Il fumo rosso delle emissioni del centro siderurgico sale minaccioso sull'Ilva nel cielo di Taranto

Il GIP potrebbe avere margini per consentire la ripresa della produzione in presenza di un piano di monitoraggio che controlli i parametri dell’inquinamento, variando quindi la produzione in funzione del rispetto di tali parametri? Il GIP potrebbe avere dei margini per consentire la ripresa produttiva in tali condizioni?

“Io non ho contatti diretti con questi magistrati ma so che sono di grande affidabilità e professionalità, e quindi sono sicuro che in presenza di un programma di risanamento darebbero la disponibilità a conciliare il programma di risanamento stesso con quello di tutela. Non si tratta di mollare o di abbassare la guardia ma di utilizzare quei margini di discrezionalità che la legge concede, specie in presenza di forti garanzie da parte del Governo”.

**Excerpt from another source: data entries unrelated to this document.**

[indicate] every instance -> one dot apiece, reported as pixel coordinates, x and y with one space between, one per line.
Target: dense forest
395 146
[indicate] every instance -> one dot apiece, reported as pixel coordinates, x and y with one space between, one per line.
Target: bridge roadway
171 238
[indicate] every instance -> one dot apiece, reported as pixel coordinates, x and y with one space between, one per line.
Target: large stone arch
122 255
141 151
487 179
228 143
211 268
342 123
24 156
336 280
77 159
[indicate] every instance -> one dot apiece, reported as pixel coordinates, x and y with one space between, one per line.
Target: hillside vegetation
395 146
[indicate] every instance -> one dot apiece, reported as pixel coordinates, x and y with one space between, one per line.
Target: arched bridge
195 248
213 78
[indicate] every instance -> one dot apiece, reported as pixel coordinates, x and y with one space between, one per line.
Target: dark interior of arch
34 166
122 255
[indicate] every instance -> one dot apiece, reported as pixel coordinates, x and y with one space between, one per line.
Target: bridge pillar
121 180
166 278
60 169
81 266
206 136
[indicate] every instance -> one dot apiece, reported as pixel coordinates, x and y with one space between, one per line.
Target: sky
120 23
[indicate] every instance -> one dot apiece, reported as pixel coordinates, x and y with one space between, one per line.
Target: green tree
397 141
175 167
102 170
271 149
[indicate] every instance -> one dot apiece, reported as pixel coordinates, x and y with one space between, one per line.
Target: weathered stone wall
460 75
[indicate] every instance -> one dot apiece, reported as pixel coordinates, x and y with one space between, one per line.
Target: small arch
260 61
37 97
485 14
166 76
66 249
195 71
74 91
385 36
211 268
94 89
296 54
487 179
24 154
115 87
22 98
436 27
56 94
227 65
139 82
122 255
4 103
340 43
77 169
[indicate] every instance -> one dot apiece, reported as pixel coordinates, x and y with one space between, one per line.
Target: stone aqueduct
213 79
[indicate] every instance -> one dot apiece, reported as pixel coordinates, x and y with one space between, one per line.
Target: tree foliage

Si è giunti a questa situazione perché per anni è mancata la governance del territorio. Secondo Lei cosa dovrà farsi perché in futuro la verità possa non essere più “oscurata” dagli Enti competenti? Come potrà risanarsi la Pubblica Amministrazione perché queste cose non succedano più?

“Il Paese deve crescere sul piano della propria sensibilità e con esso ogni cittadino, che deve pretendere il rispetto della legge da tutti, dal primo impiegato fino ai massimi livelli istituzionali. Non possiamo attenderci un risanamento della Pubblica Amministrazione e della classe politica se questo processo non parte dalla base, se i cittadini non diventano consapevoli”.